Certainly, there will need to be a sharper focus on fragile states. As Gideon Rabinowitz from the Overseas Development Institute (ODI) has pointed out in a recent blog, “although certainly not its primary cause, the international community’s inadequate support for countries facing humanitarian and conflict-related challenges has contributed to this (refugee) crisis”.

Rabinowitz underlines that funding for food vouchers for Syrian refugees has been slashed. Aid to fragile states is down.

At a Friends of Europe discussion on SDGs on September 15 (read more), there was agreement that the refugee crisis should lead to greater emphasis on peace and conflict resolution.

“The crisis is actually a test for many of the SDGs – some of the social ones and education, health, things like that,” said James Mackie, Senior Adviser on EU Development Policy at the European Centre for Development Policy Management (ECDPM). “But the one I would really focus on would be SDG 16 on conflict, peace, justice and inclusive institutions. I think that’s where the real solution to this crisis is, and we should learn that lesson looking forward.”

Certainly, attention at the moment is on Europe – and European governments’ messy and discordant responses. But the problem is a global one.

Europe is undoubtedly over-whelmed by the number of people seeking entry, the breakdown of the “Schengen” border-free system and the need to rapidly craft a new and more intelligent asylum and immigration policy.
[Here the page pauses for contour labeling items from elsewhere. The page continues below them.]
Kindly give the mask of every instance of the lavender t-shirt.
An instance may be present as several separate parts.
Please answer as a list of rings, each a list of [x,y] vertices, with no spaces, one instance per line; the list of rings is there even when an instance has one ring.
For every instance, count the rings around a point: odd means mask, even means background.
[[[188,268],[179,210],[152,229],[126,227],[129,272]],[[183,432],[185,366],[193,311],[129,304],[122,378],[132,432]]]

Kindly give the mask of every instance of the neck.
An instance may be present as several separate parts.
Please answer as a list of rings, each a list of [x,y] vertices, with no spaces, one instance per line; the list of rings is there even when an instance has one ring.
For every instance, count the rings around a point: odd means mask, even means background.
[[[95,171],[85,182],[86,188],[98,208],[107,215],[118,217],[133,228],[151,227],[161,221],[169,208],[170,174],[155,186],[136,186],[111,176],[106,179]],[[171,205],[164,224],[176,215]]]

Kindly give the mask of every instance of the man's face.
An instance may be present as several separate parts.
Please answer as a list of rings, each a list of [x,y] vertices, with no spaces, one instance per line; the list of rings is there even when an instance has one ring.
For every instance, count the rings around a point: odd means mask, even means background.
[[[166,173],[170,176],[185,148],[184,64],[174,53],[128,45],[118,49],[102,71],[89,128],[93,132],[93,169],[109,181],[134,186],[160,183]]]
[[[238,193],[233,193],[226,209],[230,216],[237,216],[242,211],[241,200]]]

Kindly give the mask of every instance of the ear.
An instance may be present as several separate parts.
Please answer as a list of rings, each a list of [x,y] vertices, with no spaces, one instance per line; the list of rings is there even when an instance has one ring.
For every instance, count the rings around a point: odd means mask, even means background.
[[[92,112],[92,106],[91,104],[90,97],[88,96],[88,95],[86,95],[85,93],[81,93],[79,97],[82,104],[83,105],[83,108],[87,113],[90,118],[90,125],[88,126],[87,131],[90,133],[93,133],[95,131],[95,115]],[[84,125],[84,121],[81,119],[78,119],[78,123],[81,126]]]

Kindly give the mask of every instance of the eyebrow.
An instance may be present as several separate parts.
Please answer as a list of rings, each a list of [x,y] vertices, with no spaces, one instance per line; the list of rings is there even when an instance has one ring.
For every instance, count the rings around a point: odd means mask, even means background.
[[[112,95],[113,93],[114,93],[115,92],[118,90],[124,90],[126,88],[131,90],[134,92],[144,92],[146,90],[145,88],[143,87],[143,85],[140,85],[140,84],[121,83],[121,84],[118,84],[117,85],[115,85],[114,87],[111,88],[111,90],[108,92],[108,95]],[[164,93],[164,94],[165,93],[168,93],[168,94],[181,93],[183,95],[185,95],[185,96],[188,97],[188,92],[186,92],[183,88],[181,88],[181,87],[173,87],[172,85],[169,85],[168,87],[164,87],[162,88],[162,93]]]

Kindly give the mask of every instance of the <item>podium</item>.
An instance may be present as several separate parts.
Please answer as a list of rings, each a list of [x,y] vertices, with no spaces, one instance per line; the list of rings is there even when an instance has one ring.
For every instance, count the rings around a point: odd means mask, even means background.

But what about others? Where is the compassionate global response that could be expected, especially from Muslim Middle Eastern nations which have taken only a few escapees from the brutal conflict in Syria. Saudi Arabia has offered Germany funds to build 200 mosques. Hopefully, Berlin will say no.

Japan took in eleven asylum seekers last year although Tokyo faces labour shortages and the huge problem of an ageing population. The US has been slow and lumbering in its decision to take in more Syrians, although Washington has now said it will accept 85,000 refugees from around the world next year, up from 70,000, and that total would rise to 100,000 in 2017. Many, though not all, of the additional refugees would be Syrian, with others coming from strife-torn areas of Africa. The White House had previously announced it intended to take in 10,000 additional Syrian refugees over the next year.

Little can be expected meanwhile from Southeast Asian countries which were at loggerheads only a few months ago over their reluctance to house the Rohingya fleeing ethnic strife in Myanmar.

The problem won’t go away, however. The UNHCR has warned that worldwide displacement is at the highest level ever recorded, with the number of people forcibly displaced at the end of 2014 rising to a staggering 59.5 million compared to 51.2 million a year earlier and 37.5 million a decade ago.

The increase represents the biggest leap ever seen in a single year. Moreover, the report said the situation was likely to worsen still further. Since early 2011, the main reason for the acceleration has been the war in Syria, now the world’s single-largest driver of displacement.

The refugee crisis presents the UN and the SDGs with an important test.  Leaders should know that their speeches and all references to a better world will be meaningless unless the new set of global development priorities also help tackle the reasons behind the global refugee crisis.